Joan Armatrading 2   Her second album was Back To The Night.  I find this a slightly unsatisfactory record: it was recorded mostly with a handful of session players, who I don’t think were really attuned to Joan’s songs. Or it may have been the other way round, and Joan wasn’t really ready to work with these new people.  She is reputed to have argued with her record producer that she didn’t even want to sing on the record at all, that she just wanted to write the songs and play guitar or piano.  Whatever the reason it doesn’t quite work despite having the splendid song “Cool Blue Stole My Heart” on it.  I was, at this time – the mid-seventies – an avid recorder of live concerts on BBC radio, and live she sings this and a few other songs from this record far better and with far more feeling ‘live’ than on the studio versions.  Maybe she was just having difficulty working with other players, which, when she went on tour with her own hand-picked band, was not a problem.  Having seen her myself a couple of times live, her songs take on a special resonance live.  And yet she has been quite reluctant to release live albums until this Century, when maybe her slowing down of new material has prompted her to put out, but even here, only a couple, of live records.
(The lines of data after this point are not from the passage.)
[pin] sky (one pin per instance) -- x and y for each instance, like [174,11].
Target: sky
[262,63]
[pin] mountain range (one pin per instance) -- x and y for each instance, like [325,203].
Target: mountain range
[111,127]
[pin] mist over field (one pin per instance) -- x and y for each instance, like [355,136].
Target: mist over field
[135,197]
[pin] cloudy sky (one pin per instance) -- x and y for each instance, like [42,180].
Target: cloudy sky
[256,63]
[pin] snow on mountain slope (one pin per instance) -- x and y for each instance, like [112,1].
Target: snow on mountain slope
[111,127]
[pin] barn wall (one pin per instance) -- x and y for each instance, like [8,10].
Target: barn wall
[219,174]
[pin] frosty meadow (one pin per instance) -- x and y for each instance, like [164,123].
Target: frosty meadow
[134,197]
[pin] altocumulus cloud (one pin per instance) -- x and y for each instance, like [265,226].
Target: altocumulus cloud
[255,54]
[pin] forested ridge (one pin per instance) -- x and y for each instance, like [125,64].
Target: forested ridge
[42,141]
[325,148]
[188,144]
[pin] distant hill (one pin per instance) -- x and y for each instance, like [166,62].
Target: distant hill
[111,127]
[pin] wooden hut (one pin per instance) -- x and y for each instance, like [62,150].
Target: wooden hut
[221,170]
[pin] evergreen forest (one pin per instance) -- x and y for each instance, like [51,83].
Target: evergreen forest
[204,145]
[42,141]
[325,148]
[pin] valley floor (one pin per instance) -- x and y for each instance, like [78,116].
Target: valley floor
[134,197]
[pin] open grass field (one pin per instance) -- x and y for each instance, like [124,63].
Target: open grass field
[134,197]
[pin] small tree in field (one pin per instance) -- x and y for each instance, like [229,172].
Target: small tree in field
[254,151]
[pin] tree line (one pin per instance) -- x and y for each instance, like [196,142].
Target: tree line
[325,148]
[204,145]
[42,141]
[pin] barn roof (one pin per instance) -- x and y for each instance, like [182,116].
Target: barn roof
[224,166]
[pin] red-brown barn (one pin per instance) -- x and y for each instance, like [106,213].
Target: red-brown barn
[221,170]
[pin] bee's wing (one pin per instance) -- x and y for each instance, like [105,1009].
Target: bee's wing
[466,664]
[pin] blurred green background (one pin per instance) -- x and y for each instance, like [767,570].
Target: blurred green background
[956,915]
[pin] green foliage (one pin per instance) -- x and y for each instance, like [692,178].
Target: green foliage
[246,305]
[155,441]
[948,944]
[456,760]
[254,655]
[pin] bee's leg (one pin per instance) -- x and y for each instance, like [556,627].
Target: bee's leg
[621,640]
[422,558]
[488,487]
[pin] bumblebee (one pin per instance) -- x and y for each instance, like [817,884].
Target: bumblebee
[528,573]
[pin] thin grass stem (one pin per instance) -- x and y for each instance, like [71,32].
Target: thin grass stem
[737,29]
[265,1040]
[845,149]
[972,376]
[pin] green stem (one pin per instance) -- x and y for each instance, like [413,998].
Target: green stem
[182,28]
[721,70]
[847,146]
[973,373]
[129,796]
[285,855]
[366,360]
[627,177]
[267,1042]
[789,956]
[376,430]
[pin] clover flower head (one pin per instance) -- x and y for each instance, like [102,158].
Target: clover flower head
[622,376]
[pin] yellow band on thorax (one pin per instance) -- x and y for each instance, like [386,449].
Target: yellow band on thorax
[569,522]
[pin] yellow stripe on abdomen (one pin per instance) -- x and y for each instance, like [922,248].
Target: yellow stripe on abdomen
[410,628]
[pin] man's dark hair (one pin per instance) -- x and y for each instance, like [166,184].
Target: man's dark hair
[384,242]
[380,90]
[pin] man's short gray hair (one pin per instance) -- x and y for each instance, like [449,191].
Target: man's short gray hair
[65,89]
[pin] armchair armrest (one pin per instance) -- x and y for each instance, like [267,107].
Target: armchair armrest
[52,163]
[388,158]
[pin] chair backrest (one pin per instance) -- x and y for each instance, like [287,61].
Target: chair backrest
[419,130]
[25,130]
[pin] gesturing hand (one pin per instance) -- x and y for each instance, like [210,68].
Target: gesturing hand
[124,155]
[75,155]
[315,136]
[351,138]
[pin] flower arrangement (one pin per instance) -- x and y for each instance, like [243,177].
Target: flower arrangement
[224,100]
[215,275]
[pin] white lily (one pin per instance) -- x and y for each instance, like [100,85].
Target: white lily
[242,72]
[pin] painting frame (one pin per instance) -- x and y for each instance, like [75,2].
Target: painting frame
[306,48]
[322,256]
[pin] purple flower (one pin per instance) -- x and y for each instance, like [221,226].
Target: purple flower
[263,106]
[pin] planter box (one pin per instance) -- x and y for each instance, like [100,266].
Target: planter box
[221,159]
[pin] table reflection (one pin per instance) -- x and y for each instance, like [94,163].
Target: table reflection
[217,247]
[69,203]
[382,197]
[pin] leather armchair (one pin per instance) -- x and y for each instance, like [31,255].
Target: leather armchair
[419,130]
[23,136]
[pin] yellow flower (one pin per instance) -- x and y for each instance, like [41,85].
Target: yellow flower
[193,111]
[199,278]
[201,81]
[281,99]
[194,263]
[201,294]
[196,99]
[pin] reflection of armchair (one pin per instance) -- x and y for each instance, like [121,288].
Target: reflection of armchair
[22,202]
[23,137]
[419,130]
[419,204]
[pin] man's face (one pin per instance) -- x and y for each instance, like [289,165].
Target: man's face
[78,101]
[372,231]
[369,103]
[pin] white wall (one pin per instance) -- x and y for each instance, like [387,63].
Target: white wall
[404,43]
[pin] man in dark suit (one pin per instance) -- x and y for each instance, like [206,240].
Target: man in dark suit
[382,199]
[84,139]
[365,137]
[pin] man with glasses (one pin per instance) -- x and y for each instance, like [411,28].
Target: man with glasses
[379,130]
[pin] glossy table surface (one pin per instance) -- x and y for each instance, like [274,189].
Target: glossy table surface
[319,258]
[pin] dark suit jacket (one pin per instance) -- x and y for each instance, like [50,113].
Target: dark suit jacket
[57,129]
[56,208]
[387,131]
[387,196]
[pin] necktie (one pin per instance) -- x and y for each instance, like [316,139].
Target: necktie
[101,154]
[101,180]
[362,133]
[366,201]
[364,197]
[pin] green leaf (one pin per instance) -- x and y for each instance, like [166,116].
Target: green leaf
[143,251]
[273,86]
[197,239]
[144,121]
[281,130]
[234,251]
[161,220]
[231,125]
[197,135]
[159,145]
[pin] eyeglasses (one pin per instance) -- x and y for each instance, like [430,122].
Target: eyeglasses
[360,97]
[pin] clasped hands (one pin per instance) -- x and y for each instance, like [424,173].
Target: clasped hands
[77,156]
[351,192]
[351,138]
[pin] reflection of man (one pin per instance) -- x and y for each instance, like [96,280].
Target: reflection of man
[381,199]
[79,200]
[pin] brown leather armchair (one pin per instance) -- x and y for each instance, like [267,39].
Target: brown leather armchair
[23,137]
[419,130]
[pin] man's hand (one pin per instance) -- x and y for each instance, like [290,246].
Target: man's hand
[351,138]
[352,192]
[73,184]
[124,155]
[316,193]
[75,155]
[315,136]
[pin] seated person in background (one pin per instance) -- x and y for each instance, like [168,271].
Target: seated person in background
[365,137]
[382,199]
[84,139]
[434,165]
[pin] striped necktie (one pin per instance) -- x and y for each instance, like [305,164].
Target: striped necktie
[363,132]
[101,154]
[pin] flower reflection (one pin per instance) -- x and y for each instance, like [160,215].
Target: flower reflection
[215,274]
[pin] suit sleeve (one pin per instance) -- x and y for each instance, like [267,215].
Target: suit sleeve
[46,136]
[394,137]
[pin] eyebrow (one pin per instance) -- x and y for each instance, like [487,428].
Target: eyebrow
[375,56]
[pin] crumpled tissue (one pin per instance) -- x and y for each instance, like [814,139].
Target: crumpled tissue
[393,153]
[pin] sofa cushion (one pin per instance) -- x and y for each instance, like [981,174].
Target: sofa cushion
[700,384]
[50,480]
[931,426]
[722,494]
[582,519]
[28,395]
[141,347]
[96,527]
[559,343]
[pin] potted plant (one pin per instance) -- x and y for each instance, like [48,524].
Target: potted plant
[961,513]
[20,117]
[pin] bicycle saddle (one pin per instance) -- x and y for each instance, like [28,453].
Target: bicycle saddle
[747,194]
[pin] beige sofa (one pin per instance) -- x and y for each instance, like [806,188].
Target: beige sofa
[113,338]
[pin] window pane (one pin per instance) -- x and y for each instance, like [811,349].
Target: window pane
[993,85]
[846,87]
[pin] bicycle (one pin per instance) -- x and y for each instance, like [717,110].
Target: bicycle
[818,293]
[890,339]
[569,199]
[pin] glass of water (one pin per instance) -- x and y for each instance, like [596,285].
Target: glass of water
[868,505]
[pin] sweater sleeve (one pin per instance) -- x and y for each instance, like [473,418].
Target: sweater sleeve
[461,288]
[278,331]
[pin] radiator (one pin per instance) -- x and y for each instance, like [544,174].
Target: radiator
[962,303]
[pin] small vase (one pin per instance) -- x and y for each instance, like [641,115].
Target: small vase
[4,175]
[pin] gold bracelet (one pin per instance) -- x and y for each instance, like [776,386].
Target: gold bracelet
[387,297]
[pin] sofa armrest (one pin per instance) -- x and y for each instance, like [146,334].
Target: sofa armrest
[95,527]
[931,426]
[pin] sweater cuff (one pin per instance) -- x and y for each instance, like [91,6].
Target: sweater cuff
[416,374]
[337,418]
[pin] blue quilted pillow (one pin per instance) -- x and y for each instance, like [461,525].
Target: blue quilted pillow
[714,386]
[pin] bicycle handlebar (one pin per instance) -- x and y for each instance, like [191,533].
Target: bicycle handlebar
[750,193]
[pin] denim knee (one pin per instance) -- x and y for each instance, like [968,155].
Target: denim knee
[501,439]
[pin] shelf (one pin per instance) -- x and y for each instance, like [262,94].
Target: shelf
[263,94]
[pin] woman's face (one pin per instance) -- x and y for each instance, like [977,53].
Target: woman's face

Her third album was simply titled Joan Armatrading, rather strange for a third album.  But this was indeed a re-launch.  Glynn Johns was her new producer, and he seems to have worked brilliantly with her.  This is THE early Joan album to get, almost every song is exceptional, and her voice is so sensual and lazy, wrapping itself around the words, caressing them.   The album opens with a bluesy “Down to Zero” and closes with “Tall in The Saddle” and there isn’t a poor song between these two classics.  I think that “Love and Affection” is just possibly the most accurate love song ever written, it is just exquisite.  I also love “Water With The Wine” and “Somebody Who Loves You”.  I don’t think Joan’s singing has ever been better than on this record, bluesy and gentle and yet strong and determined, even in the same song.  Like all the greatest singers, she is not only note perfect but manages to get so much emotion into her singing – and is instantly recognisable.  They had a programme on telly once where they tried to get ‘Pop’ singers to sing opera, and vice versa.  Of course, it didn’t work, but the most ridiculous were those perfect opera singers completely ruining rock and pop songs.  There is something about the immediacy of this music that just hits the right nerves in our brains.  This record is so good I have just listened to it three times in a row – and it sounds just as fresh and relevant each time.